这题还是挺难写对的。经过几番尝试以后,发现最好理解的算法就是先对group做一次拓扑排序。然后按group的顺序,对每个group里的items的做拓扑排序。这题增加另一难点在于gorup是-1的情况。其实相当于每个-1都是自己的新group。于是大量的工作其实在建立group的dependency graph上。拓扑排序的函数可以写一次反复重用。Python解法如下:
class Solution:
def sortItems(self, n: int, m: int, group: List[int], beforeItems: List[List[int]]) -> List[int]:
cur_group = m + 1
for i in range(len(group)):
if group[i] == -1:
group[i] = cur_group
cur_group += 1
group_ids = set(group)
itemLevelBeforeGroups = []
for i in range(len(beforeItems)):
each_node_before_groups = [group[before] for before in beforeItems[i]]

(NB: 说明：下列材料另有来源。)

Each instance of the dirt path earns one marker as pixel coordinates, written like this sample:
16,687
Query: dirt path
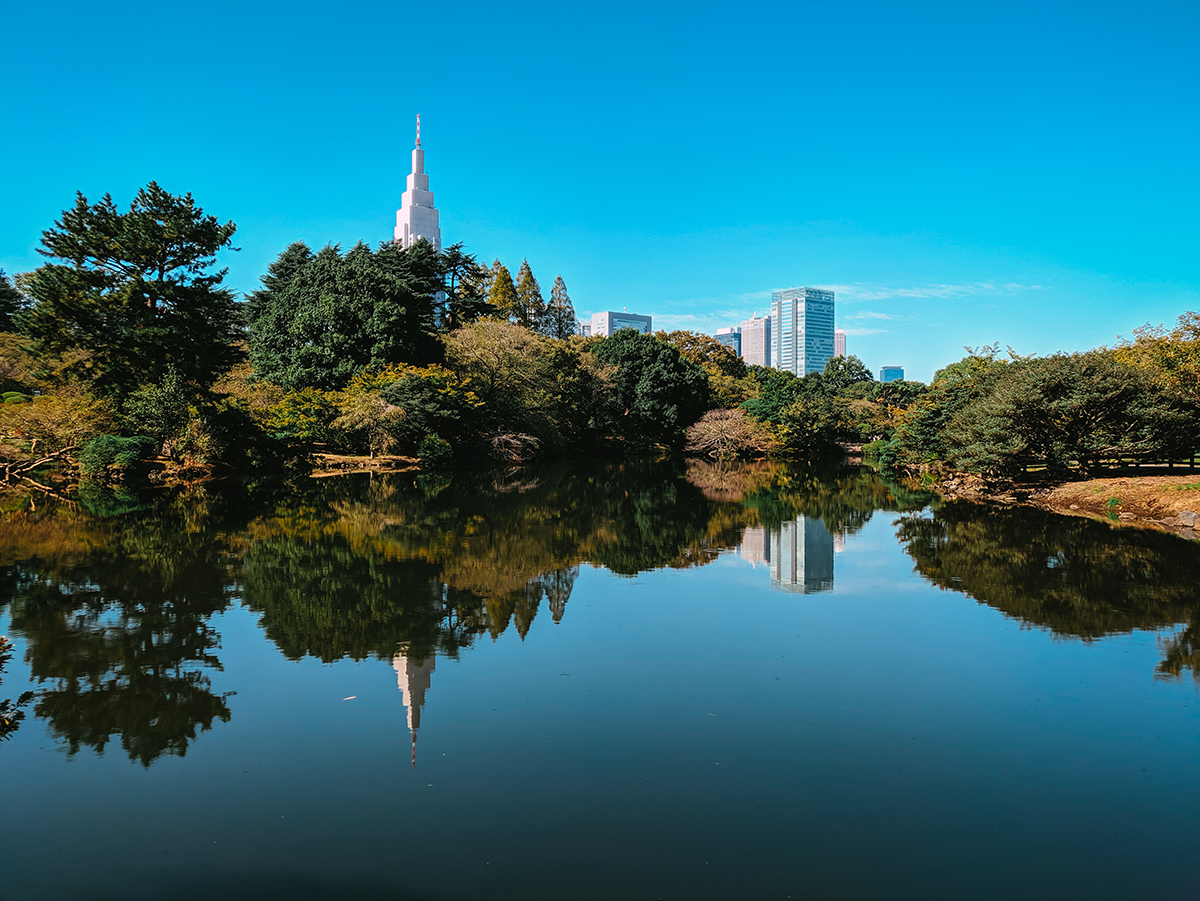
1169,503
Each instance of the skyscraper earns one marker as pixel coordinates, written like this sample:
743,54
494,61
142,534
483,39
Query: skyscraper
756,341
802,329
802,556
730,337
417,216
606,323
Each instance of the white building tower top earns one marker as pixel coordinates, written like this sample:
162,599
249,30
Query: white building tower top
417,216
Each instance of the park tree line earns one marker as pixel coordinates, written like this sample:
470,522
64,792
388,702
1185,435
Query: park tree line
126,349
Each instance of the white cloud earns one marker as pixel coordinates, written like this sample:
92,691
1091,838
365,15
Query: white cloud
864,290
871,314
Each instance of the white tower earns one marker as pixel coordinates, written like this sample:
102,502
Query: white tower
413,679
417,216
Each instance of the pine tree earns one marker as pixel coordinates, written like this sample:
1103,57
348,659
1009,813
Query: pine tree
503,294
532,305
559,319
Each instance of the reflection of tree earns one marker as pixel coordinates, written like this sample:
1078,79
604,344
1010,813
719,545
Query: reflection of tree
115,616
1071,575
12,712
330,599
844,498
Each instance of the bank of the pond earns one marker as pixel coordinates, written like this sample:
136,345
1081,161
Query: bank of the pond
1168,503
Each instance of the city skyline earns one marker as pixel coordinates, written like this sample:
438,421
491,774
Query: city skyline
973,180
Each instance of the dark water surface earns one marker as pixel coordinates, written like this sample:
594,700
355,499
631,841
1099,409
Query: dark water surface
625,682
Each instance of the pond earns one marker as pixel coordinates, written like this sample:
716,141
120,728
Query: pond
636,680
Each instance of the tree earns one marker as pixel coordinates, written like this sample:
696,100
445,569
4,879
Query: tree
729,434
1069,408
706,350
841,372
322,318
12,302
136,293
502,296
531,305
659,392
463,282
559,318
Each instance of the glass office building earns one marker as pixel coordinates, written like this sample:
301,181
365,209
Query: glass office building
802,329
730,337
756,341
606,323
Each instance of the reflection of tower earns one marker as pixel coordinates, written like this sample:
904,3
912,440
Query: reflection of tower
755,546
413,680
802,556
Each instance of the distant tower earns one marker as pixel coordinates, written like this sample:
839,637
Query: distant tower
417,216
756,340
801,330
413,679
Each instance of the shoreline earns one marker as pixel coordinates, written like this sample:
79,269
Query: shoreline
1163,503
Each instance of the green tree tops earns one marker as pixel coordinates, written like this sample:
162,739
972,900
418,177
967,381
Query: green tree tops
659,392
559,318
321,318
531,305
12,301
135,292
502,295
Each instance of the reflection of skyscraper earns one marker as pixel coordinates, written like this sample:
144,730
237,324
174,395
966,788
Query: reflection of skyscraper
802,556
755,546
413,679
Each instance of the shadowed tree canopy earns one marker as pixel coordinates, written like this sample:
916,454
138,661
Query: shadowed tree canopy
322,317
559,318
841,372
462,287
135,292
12,301
502,295
659,392
531,305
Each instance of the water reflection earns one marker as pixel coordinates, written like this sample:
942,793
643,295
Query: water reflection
118,613
1077,577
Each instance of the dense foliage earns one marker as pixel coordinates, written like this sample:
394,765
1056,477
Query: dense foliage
129,334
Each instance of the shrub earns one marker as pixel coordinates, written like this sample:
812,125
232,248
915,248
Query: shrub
109,455
435,452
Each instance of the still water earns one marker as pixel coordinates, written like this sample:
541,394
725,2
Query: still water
624,682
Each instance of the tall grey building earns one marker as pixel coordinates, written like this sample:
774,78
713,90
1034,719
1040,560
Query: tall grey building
756,341
731,338
606,323
802,329
802,556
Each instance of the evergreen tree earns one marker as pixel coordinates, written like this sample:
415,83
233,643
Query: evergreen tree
12,301
321,318
559,318
136,292
503,294
462,287
532,306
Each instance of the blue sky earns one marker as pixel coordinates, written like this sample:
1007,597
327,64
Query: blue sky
960,173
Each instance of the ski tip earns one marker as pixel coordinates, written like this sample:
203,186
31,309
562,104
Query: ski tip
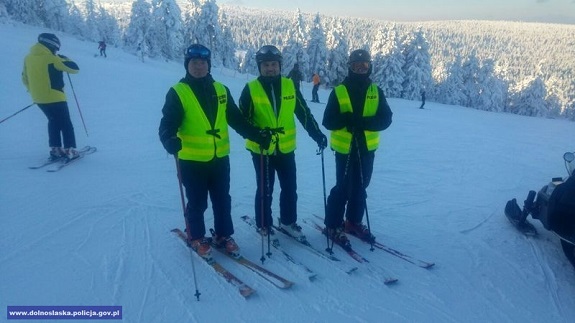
429,265
246,292
390,281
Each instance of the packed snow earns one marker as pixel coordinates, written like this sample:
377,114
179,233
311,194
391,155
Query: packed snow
98,232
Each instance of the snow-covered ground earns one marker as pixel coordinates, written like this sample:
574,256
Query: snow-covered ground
98,232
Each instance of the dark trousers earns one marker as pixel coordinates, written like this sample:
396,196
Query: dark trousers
59,124
314,96
350,188
284,166
199,179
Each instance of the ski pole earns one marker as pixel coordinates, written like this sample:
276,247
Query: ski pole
179,172
361,179
324,195
15,113
77,104
262,200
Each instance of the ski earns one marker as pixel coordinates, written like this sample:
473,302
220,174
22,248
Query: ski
266,274
311,275
64,162
399,254
396,253
48,161
387,278
352,253
244,289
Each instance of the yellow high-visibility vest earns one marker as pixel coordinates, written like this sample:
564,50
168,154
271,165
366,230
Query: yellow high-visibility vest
265,117
197,144
340,140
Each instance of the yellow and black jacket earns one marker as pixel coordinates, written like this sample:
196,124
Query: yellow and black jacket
256,105
43,74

each_node_before_groups = list(filter(lambda x: x != i, each_node_before_groups))
itemLevelBeforeGroups.append(each_node_before_groups)
# beforeGroups
beforeGroups = {g: set() for g in group}
for i in range(len(itemLevelBeforeGroups)):
beforeGroups[group[i]].update(itemLevelBeforeGroups[i])

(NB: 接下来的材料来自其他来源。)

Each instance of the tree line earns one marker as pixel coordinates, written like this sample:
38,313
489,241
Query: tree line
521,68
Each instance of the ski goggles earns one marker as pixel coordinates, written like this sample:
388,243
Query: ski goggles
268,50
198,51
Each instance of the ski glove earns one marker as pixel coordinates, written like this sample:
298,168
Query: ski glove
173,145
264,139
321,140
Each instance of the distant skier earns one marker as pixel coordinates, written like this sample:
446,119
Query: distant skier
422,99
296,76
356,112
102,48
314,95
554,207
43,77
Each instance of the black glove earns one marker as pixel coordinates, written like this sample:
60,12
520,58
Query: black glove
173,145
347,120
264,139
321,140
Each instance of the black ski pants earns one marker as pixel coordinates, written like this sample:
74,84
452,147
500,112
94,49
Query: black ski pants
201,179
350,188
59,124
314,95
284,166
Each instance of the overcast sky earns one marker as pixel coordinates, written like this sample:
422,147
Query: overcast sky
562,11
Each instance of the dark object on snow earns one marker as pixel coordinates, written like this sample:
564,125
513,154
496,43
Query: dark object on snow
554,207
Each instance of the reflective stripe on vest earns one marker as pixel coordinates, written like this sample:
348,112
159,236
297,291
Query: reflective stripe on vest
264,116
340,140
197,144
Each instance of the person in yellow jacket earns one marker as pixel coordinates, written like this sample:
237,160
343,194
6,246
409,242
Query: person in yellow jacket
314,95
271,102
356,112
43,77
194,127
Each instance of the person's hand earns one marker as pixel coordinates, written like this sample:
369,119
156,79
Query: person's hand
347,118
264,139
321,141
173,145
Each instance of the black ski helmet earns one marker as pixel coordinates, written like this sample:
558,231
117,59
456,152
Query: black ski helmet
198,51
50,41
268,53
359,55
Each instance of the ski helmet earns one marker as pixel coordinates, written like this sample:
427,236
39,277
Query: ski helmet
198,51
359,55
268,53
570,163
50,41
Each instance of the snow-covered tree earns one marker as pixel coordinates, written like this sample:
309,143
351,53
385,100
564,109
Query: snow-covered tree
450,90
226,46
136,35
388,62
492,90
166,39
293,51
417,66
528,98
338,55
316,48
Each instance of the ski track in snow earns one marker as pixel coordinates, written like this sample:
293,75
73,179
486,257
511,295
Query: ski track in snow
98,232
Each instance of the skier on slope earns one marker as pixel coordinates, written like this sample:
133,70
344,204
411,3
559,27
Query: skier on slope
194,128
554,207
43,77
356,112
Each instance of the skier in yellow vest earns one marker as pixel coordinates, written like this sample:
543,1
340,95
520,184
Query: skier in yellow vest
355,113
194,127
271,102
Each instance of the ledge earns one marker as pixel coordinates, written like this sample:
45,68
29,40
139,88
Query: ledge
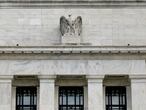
69,3
74,50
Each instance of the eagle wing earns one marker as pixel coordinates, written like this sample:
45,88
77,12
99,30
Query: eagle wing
63,25
78,25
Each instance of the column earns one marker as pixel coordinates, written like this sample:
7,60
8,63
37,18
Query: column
95,92
138,92
47,93
5,92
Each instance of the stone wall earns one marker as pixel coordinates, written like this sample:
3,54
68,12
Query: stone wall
40,27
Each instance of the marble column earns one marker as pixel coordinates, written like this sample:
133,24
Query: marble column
138,92
47,93
95,92
5,92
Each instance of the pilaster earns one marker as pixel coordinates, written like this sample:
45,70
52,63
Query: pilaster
138,92
47,93
5,92
95,92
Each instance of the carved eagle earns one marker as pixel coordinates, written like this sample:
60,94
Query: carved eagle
71,27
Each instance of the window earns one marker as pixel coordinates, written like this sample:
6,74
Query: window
71,98
116,98
26,98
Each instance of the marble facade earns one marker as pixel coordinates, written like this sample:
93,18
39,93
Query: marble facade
111,51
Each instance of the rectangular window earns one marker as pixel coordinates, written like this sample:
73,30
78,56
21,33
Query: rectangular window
116,98
26,98
71,98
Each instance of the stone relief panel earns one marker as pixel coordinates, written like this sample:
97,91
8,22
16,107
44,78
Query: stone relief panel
70,29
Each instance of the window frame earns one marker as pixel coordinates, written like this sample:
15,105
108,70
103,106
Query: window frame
33,97
66,88
122,97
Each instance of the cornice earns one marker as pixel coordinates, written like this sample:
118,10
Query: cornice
70,49
70,3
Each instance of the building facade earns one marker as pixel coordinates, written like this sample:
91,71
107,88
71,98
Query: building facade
92,60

beforeGroups[group[i]] = beforeGroups[group[i]].difference([group[i]])
# print(f'beforeGroups = {beforeGroups}')
groupToItems = {g: [] for g in group}
for i in range(len(group)):
groupToItems[group[i]].append(i)
# print(f'group to items: {groupToItems}')
cache = {}
group_order = []
itemLevelBeforeGroups
def dfs(start, cache, order, before_nodes):
# print(f'start = {start}')
if start in cache:
return cache[start]
cache[start] = False
for before in before_nodes[start]:
# print(f' before = {before}')
if not dfs(before, cache, order, before_nodes):
# print('found loop!')
return False
# print(' {before} done')
cache[start] = True
order.append(start)
return True
for g in group_ids:
if not dfs(g, cache, group_order, beforeGroups):
return []
# print(f"group_order = {group_order}")
item_order = []
item_cache = {}
for g in group_order:
for node in groupToItems[g]:
if not dfs(node, item_cache, item_order, beforeItems):
return []
# print(f"item order = {item_order}")
return item_order
本题是复合题,三个点:
1. 拓扑排序本身,然后分别用在group level和每个group的item level
2. 建立group dependency
3. handle group == -1的情况,就是给每个这种item assign新group